Bikes aren’t allowed in the lift but that doesn’t faze Justine. She balances hers, vertical, on its rear wheel.

‘What if he doesn’t like me?’

‘What if he does? Think about that.’

The lift is the epicentre of the odour and I’m careful not to lean on the walls. I press ‘G’ with an elbow. ‘God, I feel so much better. Thanks, Justine. Now I can see the couch for what it was—curiosity, opportunity.’

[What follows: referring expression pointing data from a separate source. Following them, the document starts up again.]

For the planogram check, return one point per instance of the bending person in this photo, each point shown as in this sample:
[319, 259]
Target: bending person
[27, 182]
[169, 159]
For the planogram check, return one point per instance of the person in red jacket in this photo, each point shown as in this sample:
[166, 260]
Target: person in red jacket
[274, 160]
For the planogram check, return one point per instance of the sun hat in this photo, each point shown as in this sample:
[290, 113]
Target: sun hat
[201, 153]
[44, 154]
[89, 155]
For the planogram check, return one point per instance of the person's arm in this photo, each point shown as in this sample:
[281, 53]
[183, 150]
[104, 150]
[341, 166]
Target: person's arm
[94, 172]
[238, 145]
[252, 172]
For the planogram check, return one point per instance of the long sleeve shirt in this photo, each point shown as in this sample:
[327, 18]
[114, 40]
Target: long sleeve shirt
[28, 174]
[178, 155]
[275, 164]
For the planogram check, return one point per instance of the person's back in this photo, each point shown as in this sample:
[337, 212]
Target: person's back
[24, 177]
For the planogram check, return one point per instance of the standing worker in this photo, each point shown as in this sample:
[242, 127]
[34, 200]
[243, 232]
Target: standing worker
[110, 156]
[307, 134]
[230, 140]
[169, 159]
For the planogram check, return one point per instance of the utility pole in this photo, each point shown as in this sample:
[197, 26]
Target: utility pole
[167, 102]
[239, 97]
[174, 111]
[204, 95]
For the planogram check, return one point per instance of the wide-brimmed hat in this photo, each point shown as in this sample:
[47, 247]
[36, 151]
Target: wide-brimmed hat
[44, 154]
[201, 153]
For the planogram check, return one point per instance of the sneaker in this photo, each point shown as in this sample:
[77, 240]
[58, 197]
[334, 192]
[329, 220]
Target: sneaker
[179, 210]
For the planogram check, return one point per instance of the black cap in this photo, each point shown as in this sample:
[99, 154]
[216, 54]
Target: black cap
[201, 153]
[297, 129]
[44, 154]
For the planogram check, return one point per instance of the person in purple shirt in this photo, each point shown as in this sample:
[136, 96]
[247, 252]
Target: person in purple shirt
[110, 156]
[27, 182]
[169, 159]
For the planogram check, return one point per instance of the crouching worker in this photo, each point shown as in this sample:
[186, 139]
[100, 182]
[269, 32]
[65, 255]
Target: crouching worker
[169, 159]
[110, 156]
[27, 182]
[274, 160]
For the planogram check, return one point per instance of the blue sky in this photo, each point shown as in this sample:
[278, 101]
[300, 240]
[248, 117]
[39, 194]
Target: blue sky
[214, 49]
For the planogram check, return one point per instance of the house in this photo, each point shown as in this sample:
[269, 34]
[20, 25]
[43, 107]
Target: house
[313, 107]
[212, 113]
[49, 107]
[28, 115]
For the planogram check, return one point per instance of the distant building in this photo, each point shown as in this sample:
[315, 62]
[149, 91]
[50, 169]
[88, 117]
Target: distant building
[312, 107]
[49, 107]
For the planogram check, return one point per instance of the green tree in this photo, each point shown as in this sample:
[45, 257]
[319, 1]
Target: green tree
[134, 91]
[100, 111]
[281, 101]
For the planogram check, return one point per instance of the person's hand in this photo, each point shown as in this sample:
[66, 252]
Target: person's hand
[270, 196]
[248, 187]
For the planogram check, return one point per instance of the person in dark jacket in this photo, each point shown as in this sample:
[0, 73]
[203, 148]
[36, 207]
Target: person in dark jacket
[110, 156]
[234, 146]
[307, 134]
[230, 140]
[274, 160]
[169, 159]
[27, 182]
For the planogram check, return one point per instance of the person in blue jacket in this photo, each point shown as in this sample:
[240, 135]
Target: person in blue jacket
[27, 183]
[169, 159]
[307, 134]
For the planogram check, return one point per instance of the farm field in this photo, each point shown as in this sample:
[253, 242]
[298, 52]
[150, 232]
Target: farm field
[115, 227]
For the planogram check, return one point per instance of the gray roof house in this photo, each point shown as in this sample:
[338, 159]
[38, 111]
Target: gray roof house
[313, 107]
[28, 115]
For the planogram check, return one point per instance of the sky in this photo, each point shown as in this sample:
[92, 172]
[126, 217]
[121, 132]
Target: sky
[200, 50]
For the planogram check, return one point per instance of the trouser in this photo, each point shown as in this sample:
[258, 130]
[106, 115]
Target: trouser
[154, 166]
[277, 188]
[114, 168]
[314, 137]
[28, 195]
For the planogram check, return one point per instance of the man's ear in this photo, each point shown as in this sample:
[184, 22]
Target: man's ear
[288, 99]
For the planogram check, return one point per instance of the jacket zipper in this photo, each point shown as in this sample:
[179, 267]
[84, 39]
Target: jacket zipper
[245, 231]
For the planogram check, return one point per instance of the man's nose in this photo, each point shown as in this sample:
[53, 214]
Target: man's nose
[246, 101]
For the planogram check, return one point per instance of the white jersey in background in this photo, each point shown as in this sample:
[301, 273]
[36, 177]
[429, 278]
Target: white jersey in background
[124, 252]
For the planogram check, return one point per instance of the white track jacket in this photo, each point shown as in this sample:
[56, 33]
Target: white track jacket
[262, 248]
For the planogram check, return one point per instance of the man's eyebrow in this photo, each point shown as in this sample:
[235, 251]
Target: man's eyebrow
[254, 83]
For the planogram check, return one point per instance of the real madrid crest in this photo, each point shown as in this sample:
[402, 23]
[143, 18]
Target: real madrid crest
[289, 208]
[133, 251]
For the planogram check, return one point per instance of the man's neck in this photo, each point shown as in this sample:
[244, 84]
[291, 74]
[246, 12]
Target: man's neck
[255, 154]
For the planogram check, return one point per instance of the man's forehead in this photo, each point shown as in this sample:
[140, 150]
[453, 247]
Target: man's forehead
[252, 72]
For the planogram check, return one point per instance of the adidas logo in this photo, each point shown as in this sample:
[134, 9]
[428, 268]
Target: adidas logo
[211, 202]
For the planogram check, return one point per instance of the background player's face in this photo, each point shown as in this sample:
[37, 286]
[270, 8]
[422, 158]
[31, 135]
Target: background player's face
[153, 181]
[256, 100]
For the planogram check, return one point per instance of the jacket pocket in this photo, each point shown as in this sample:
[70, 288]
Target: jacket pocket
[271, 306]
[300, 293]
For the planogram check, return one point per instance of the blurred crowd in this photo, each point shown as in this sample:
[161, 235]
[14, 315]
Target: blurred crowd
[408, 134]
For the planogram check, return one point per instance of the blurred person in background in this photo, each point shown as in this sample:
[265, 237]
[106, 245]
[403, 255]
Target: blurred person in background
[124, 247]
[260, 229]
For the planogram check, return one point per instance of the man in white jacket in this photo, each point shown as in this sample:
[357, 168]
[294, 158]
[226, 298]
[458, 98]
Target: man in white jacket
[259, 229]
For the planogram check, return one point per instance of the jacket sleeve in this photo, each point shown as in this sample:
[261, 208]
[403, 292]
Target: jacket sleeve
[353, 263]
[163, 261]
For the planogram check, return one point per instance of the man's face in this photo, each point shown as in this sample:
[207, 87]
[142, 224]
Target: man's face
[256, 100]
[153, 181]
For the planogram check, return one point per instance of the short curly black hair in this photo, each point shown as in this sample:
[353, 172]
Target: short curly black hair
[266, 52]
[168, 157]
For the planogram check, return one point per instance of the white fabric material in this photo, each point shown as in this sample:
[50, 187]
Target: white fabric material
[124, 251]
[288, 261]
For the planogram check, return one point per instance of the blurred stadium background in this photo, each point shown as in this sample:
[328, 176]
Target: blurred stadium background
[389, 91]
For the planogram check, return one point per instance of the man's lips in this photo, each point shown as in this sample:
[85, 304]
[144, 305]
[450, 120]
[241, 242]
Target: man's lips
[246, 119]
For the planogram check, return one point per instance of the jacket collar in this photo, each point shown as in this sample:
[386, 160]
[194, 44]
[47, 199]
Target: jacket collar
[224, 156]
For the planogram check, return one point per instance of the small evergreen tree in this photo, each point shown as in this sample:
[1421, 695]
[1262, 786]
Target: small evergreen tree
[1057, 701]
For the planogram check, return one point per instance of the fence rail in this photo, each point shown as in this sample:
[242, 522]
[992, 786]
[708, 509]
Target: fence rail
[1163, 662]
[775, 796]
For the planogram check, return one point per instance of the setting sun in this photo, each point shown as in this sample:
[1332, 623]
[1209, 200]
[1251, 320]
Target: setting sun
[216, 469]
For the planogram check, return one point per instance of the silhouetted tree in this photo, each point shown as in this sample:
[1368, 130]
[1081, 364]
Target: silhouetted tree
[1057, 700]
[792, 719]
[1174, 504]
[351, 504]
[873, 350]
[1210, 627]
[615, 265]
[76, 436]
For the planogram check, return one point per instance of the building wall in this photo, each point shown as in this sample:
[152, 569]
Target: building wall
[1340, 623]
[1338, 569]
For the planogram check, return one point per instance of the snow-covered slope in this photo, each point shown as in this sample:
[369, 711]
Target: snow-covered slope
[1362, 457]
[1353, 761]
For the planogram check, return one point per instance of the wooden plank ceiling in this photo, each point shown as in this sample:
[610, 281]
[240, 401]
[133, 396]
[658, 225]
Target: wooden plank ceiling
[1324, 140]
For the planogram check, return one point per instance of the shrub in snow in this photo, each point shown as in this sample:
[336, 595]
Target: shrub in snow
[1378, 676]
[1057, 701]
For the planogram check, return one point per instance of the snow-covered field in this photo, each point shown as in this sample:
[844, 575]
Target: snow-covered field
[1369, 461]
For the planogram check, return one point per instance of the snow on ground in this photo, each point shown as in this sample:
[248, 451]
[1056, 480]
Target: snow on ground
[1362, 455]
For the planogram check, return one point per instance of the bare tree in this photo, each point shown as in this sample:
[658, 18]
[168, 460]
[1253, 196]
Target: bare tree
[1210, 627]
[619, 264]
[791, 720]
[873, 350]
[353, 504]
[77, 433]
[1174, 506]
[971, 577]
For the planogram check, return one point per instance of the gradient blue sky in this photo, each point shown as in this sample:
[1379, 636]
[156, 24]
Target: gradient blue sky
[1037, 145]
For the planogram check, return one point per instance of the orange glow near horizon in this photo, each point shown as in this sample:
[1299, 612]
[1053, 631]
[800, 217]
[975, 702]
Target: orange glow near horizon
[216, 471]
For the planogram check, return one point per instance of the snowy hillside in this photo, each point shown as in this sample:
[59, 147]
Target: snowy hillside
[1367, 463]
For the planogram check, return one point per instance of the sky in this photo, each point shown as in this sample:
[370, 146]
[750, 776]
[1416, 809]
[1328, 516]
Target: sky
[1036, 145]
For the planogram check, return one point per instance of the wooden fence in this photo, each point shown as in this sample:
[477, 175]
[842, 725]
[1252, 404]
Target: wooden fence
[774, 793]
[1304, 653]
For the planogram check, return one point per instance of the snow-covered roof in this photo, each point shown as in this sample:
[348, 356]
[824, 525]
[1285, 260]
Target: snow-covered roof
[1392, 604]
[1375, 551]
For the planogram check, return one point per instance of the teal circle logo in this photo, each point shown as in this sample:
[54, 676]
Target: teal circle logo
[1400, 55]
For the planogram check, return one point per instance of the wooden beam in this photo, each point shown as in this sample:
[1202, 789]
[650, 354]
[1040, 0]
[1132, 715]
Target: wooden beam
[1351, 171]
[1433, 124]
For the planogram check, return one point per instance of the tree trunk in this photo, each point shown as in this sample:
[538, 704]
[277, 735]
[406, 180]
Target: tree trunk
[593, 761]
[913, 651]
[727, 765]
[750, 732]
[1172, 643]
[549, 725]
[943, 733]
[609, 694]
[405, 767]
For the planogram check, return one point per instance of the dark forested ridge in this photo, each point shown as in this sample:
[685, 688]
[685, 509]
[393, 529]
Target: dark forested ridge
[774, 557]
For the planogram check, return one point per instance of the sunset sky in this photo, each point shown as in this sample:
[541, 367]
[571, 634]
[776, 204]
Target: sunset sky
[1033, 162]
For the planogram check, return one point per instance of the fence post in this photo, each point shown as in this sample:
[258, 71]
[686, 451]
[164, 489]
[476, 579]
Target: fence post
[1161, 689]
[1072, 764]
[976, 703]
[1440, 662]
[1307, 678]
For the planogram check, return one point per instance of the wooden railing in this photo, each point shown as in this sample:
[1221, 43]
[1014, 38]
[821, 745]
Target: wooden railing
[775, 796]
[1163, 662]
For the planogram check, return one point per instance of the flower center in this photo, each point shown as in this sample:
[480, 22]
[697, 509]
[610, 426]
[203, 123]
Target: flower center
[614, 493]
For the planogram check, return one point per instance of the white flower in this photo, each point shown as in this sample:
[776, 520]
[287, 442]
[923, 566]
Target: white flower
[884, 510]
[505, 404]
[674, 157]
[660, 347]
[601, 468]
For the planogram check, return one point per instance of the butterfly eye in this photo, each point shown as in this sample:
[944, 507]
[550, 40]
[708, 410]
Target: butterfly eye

Sometimes it takes a stranger to tell you what to do. They don’t know about Aunty Maudie and the apple tree and Great Uncle Donald on a Gallipoli beach, how he loved those heirloom apples, and though it was years ago, and nobody much remembers, you better not touch that tree. A stranger is in the here and now and they’ve brought an axe.

The lift doors open, we pile out, Justine first.

‘I’m telling Stu tonight. I’ll ask him if he wants to marry me, or at least go to the movies. Thanks, Peta, I feel better, too. You know, when you’re not running over cyclists you have a million dollar smile?’

I flash her another million dollars and we say goodbye.

Justine rides away, the wrong way up the one-way street. Car horns, shouting—nobody likes a cyclist. If I hadn’t told her about the couch I wouldn’t have minded a new friend.

The walk to work is quick and I’m still smiling when I enter the lift. My image is shining in the doors. The same as yesterday. The day before. Nothing has changed. I press the button for the twenty-ninth floor.